India is among the world’s most vulnerable countries to climate change. Of the estimated $9-10 billion loss every year, nearly 80% remain uninsured.

The survey said innovative products supported by risk models and reinsurance pools can provide a huge opportunity to the insurance industry.

“One such model is that of Catastrophe Risk Pool (CRP) that aims to put the focus on proactive financial planning to deal with adverse impacts of natural disasters, instead of relying on fund-raising efforts after disasters, resulting in reduced economic losses as well as lowering the impact of disasters on the national budget," the survey said.

India’s non-life insurance market more than tripled in a 10-year period, growing from $3.4 billion in 2004 to $13.5 billion in 2015. But India remains a significantly under-penetrated insurance market.

The survey said low insurance penetration in India was evident from data on recent calamities, a case in point being the 2014 Kashmir floods.

While the total losses caused by unprecedented rains were in excess of Rs1 trillion, insurance companies were required to pay only around Rs4,000 crore because of low insurance coverage.
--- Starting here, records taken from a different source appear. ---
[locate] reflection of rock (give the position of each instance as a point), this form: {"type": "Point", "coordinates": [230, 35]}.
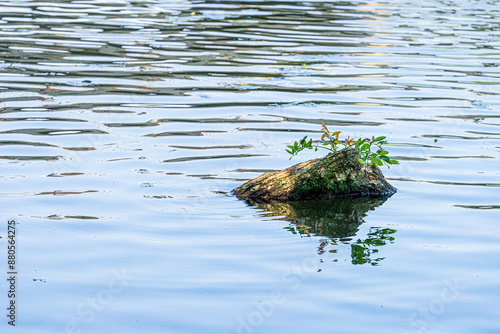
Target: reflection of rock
{"type": "Point", "coordinates": [333, 218]}
{"type": "Point", "coordinates": [338, 174]}
{"type": "Point", "coordinates": [338, 220]}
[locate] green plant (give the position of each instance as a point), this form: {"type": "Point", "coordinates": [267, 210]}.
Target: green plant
{"type": "Point", "coordinates": [370, 150]}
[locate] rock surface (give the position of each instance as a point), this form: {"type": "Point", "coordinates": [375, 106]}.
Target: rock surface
{"type": "Point", "coordinates": [338, 174]}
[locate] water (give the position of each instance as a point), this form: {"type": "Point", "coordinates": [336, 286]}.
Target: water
{"type": "Point", "coordinates": [124, 124]}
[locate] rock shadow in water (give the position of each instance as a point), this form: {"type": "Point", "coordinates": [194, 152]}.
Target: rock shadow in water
{"type": "Point", "coordinates": [337, 221]}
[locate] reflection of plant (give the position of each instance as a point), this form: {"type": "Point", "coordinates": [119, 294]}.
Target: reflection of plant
{"type": "Point", "coordinates": [363, 146]}
{"type": "Point", "coordinates": [362, 250]}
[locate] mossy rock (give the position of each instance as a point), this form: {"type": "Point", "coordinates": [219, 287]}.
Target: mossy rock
{"type": "Point", "coordinates": [338, 174]}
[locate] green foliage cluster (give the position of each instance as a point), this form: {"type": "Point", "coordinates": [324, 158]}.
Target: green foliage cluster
{"type": "Point", "coordinates": [370, 150]}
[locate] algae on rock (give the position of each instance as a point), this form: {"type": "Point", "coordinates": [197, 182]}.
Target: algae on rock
{"type": "Point", "coordinates": [338, 174]}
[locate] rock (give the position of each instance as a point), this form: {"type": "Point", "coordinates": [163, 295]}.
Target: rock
{"type": "Point", "coordinates": [338, 174]}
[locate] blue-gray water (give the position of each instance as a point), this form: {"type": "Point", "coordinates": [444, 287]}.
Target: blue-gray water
{"type": "Point", "coordinates": [124, 123]}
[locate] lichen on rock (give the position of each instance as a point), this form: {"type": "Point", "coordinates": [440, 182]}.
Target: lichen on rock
{"type": "Point", "coordinates": [338, 174]}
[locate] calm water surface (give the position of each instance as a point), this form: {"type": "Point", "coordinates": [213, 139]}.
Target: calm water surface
{"type": "Point", "coordinates": [124, 124]}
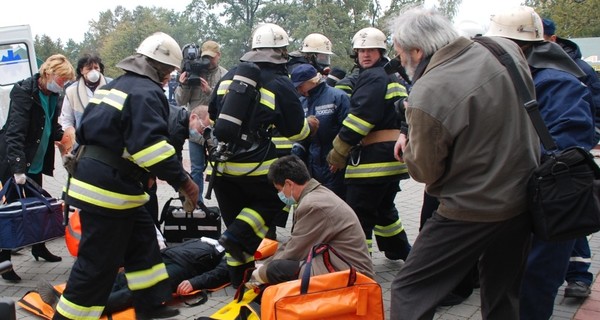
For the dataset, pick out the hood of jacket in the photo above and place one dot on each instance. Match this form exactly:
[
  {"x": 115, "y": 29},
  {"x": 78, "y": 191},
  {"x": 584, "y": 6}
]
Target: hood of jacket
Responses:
[{"x": 549, "y": 55}]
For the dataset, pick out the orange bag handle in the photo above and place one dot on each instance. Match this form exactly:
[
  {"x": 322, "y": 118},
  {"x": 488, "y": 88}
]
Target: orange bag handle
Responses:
[{"x": 324, "y": 249}]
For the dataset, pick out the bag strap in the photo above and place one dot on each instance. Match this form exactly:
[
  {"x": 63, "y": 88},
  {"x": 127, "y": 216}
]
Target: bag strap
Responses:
[
  {"x": 165, "y": 211},
  {"x": 530, "y": 104},
  {"x": 34, "y": 189},
  {"x": 324, "y": 249}
]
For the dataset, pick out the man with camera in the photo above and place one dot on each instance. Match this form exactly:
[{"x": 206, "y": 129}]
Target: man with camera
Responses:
[{"x": 200, "y": 73}]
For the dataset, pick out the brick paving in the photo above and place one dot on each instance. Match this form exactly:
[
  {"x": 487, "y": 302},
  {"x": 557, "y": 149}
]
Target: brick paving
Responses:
[{"x": 408, "y": 202}]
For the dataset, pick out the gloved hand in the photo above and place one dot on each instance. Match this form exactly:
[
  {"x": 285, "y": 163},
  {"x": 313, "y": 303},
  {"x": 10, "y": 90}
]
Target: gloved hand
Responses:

And while total losses from 2014’s Cyclone Hudhud, which hit the south-eastern coast of India, were to the tune of $11 billion, $650 million was the extent of the tab that insurers had to bear.

In India, climate-related insurance is limited to the agriculture sector, primarily in the form of crop insurance.

Experts welcomed the Economic Survey’s proposal.

“We have been highlighting the importance of doing climate risk assessment and understanding the financial exposure of investment in infrastructure. Signal in the Economic Survey that climate insurance is preferable to fund-raising (after a disaster) is welcome and we hope that government and insurance companies will take this forward," said Arunabha Ghosh, chief executive officer of the Council on Energy, Environment and Water (CEEW), a Delhi-based climate think tank.

The suggestion in the survey comes at a time when India has taken the lead as a climate and sustainability leader with initiatives such as the International Solar Alliance (ISA) of 121 countries.

“We need to have a rational approach that balances environment, climate, economic development and energy security needs. We need to concentrate on cleaner forms of energy including cleaner coal, renewables and natural gas to fuel inclusive economic development," the survey said.